Offices across the world have embraced the open office with approx 70% of US offices now open concept. But new research indicates that open-plan offices can actually decrease employee productivity, health and happiness.

We take a look at the development and direction of interior workplace designs addressing these challenges.

Written by Lucy Hardwick, Marketing Director

A recent study by Harvard Business School suggests that open-plan offices actually lead to a 72% drop in face-to-face interaction between employees, with more email use and less productivity.
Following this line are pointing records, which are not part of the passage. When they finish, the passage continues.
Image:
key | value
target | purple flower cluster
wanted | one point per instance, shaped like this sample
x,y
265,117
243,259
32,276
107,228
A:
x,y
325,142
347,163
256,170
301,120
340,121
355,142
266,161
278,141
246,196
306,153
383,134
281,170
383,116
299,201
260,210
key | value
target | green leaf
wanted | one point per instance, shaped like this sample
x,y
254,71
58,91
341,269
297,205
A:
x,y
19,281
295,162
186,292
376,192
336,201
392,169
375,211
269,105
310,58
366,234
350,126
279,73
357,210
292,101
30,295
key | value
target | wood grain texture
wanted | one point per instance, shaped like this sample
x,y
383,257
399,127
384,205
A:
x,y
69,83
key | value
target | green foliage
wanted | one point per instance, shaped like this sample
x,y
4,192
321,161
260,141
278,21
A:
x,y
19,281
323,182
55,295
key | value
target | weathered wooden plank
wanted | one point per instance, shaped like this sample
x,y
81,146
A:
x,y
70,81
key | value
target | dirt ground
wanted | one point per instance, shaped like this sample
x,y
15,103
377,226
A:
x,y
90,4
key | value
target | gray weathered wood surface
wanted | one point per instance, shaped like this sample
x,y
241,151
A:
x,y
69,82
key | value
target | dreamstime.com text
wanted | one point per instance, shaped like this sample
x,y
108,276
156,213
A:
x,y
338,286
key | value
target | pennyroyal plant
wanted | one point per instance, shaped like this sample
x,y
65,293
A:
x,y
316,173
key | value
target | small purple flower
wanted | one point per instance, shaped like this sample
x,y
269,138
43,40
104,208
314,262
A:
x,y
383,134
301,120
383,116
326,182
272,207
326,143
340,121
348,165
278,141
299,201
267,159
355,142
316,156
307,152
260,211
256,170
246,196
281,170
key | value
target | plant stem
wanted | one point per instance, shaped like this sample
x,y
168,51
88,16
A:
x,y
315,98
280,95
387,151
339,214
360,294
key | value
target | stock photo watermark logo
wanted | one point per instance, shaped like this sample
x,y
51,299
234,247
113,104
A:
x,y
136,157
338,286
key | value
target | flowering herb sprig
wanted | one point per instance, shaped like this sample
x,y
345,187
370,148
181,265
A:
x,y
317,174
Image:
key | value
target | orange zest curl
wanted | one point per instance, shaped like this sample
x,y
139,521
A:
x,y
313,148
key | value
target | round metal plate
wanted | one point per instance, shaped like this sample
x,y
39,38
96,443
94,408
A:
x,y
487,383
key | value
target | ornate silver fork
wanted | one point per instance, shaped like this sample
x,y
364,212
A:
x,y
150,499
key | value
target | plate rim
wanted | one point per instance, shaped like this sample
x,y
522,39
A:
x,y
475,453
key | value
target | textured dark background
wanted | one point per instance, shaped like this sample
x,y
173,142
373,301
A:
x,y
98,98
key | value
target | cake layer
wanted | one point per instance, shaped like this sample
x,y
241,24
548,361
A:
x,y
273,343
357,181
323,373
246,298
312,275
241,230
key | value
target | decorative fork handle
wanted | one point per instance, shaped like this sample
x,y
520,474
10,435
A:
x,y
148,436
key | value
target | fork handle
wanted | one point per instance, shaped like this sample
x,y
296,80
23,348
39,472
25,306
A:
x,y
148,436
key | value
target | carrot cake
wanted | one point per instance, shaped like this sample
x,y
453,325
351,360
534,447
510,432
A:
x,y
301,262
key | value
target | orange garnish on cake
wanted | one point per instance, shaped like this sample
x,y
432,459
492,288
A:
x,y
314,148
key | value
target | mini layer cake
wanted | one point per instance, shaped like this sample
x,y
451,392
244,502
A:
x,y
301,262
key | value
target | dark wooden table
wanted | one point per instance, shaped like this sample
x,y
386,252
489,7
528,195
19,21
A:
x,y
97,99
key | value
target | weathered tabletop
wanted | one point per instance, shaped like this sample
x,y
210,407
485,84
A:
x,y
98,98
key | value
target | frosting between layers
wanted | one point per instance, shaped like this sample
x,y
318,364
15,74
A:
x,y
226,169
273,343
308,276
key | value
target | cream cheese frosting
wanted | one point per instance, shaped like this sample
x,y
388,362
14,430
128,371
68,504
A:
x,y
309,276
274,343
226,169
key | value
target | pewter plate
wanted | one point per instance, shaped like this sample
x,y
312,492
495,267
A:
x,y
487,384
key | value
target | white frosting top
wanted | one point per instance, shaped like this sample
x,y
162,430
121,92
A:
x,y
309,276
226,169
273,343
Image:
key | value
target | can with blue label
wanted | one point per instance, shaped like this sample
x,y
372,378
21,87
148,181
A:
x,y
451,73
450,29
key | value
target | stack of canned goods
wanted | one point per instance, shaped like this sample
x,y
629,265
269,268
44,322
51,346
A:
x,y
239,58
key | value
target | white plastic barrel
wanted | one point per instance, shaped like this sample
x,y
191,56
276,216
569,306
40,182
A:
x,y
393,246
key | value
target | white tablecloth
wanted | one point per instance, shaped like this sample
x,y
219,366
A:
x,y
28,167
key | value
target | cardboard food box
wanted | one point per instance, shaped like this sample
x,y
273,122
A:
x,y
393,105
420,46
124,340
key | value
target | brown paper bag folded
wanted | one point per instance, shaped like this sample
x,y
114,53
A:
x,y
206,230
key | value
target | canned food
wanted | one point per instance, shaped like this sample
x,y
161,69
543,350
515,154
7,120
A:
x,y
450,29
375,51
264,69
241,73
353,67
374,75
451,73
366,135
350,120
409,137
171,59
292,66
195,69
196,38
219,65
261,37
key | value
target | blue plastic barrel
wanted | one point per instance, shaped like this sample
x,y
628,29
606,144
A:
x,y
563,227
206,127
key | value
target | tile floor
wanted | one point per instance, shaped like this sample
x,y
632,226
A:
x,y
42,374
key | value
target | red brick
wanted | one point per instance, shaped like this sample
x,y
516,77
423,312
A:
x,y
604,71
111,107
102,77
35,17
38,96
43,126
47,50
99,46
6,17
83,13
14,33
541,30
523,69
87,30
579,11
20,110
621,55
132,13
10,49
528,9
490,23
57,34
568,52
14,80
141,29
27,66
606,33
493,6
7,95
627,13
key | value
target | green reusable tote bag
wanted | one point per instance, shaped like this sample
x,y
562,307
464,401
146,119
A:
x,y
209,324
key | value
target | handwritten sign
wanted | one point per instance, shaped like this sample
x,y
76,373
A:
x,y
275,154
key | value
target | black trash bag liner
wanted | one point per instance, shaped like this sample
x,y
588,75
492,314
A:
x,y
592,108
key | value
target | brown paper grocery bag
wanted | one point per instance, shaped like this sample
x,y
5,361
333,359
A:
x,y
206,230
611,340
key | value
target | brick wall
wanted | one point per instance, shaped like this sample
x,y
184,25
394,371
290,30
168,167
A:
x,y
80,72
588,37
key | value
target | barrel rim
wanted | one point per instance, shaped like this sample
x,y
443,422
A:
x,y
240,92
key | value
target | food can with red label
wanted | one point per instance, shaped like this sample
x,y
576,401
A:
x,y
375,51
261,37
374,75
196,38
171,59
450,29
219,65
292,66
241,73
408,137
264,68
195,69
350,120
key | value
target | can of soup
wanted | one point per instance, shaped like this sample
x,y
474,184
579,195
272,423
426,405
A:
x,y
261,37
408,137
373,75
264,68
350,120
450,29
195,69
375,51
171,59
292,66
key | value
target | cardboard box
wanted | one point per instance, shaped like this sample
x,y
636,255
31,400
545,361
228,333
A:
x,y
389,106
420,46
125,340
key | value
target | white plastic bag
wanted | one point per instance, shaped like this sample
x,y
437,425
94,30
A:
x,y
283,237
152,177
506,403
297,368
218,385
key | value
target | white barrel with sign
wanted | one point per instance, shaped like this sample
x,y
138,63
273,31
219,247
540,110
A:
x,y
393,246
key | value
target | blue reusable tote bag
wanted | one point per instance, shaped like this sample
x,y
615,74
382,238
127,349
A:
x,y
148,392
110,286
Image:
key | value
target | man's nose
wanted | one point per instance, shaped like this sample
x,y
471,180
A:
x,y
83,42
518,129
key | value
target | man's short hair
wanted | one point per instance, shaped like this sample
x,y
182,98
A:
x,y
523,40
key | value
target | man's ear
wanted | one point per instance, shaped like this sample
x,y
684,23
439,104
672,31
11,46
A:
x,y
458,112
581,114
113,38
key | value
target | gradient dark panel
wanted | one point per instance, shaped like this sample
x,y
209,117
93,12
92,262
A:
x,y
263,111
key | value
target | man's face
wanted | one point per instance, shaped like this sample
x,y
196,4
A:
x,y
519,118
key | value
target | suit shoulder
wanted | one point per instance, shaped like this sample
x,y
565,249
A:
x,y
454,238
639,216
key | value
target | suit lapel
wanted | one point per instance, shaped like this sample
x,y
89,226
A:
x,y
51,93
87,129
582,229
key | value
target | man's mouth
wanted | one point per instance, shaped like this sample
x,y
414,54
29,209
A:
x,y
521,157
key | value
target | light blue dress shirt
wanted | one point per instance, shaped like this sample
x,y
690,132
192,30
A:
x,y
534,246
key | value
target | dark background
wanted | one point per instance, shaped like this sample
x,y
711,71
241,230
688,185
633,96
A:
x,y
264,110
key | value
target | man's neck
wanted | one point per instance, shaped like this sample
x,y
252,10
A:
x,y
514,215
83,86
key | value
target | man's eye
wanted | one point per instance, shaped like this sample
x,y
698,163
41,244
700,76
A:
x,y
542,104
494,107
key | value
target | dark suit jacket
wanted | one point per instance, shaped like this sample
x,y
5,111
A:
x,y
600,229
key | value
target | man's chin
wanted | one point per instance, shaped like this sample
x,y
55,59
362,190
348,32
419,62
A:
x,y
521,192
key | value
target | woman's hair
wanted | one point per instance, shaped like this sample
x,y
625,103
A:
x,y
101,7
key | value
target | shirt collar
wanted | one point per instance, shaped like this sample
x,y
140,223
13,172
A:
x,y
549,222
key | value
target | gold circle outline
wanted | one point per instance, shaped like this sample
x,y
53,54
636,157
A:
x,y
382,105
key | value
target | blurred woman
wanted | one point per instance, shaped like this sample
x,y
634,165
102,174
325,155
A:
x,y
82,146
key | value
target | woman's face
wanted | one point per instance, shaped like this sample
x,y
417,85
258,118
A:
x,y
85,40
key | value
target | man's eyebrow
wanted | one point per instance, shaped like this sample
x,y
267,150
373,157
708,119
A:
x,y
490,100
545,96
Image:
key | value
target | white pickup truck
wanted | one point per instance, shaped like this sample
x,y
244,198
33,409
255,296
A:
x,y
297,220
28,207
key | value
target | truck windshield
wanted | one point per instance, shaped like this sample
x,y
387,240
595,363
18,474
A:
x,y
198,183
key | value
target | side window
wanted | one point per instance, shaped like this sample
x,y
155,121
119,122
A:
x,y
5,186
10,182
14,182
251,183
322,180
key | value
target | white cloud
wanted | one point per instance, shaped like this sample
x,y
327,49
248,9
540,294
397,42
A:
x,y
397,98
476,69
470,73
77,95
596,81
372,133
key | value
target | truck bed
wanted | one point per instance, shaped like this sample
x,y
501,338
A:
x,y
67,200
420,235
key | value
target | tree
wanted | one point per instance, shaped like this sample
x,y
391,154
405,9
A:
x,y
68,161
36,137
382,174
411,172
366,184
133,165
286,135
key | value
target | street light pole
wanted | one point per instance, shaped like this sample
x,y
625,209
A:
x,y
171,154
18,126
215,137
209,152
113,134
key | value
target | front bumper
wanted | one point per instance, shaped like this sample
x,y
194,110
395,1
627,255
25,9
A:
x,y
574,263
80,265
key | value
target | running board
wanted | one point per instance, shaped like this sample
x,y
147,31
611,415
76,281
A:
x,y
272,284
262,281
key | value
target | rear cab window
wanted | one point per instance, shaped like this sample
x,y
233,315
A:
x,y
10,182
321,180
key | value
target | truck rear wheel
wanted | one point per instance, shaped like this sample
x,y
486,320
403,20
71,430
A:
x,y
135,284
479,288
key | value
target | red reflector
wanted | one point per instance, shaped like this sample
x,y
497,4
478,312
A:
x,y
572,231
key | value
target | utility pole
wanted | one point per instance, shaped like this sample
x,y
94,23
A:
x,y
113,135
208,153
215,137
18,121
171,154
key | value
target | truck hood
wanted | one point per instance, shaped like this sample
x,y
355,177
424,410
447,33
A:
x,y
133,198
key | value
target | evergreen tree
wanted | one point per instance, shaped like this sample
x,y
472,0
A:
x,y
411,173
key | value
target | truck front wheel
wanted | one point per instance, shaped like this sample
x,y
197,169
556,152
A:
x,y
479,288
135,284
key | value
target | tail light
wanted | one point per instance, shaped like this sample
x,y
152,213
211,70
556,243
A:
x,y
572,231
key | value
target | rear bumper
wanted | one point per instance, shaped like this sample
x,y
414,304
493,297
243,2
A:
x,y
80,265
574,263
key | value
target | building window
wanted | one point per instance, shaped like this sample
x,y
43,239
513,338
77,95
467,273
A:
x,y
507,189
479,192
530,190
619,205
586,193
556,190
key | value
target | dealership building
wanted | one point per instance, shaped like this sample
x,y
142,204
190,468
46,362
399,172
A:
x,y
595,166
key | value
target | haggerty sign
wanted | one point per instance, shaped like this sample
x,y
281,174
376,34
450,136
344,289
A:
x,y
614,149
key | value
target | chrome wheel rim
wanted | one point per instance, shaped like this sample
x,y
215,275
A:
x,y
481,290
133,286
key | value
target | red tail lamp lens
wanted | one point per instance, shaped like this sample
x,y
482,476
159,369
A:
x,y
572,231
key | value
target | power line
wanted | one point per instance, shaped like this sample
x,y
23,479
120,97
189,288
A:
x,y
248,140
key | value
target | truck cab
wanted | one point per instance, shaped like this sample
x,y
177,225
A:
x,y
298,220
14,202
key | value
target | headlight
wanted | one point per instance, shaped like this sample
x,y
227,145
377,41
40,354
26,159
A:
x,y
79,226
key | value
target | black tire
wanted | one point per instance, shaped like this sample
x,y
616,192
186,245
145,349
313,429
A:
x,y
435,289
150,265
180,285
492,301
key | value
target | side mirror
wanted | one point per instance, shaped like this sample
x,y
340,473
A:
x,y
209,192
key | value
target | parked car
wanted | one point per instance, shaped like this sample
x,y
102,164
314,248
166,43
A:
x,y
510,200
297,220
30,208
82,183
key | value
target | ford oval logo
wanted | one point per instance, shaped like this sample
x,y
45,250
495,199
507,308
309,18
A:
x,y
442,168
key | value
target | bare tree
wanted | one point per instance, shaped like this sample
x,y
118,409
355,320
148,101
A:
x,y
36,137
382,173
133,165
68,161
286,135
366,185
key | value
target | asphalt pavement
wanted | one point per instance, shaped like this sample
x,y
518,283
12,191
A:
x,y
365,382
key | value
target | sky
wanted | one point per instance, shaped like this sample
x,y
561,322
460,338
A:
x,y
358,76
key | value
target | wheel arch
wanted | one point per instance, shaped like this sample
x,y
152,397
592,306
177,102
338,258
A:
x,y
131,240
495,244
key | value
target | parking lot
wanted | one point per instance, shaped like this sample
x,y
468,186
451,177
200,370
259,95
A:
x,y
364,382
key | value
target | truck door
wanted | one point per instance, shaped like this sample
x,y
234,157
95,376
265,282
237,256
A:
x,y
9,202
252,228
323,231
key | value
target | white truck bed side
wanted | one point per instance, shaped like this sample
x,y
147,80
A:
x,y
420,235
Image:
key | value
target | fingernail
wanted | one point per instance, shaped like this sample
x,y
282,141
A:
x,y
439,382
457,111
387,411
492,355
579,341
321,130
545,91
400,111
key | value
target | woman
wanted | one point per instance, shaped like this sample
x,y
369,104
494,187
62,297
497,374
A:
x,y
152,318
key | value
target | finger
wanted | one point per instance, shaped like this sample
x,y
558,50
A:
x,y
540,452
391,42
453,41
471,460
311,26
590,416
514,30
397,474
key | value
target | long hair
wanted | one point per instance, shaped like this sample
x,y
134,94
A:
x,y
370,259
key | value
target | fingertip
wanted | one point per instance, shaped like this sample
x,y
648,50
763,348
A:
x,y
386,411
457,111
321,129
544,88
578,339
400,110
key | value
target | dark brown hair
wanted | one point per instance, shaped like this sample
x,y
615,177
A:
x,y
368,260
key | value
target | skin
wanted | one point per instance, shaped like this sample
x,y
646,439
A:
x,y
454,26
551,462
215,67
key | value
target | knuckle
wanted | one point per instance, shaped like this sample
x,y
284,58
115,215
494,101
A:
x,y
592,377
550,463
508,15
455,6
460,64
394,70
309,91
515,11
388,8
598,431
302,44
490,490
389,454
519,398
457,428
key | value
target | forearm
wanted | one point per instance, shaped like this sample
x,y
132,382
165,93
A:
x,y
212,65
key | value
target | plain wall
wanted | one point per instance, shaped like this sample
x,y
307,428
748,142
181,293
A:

According to another piece of research, conducted by Ipsos and Steelcase’s WorkSpace Futures team, office workers are losing a total of 86 minutes every day to distractions.

So what can we do?

By using good, thoughtful design, the majority of open offices can be adapted to create a flexible, attractive and more productive environment without needing a complete redesign.

Create comfortable and versatile breakout spaces, with sofas and coffee tables, for checking emails, taking a break and socialising.

Encourage employees to leave their desks by providing a variety of areas for different tasks and interactions, designing your space to encourage ‘collisions’ between colleagues.

Provide private or partially private spaces for meetings away from the desks, such as pods or prefabricated ‘rooms’ within the space.

Use screens and high-backed furniture such as booths, to provide spaces with visual and acoustic privacy for focused work, meetings and phone calls workers may not wish to share with the whole office.

Collaboration tables allow co-workers to spread their work out, move around, work together and be creative.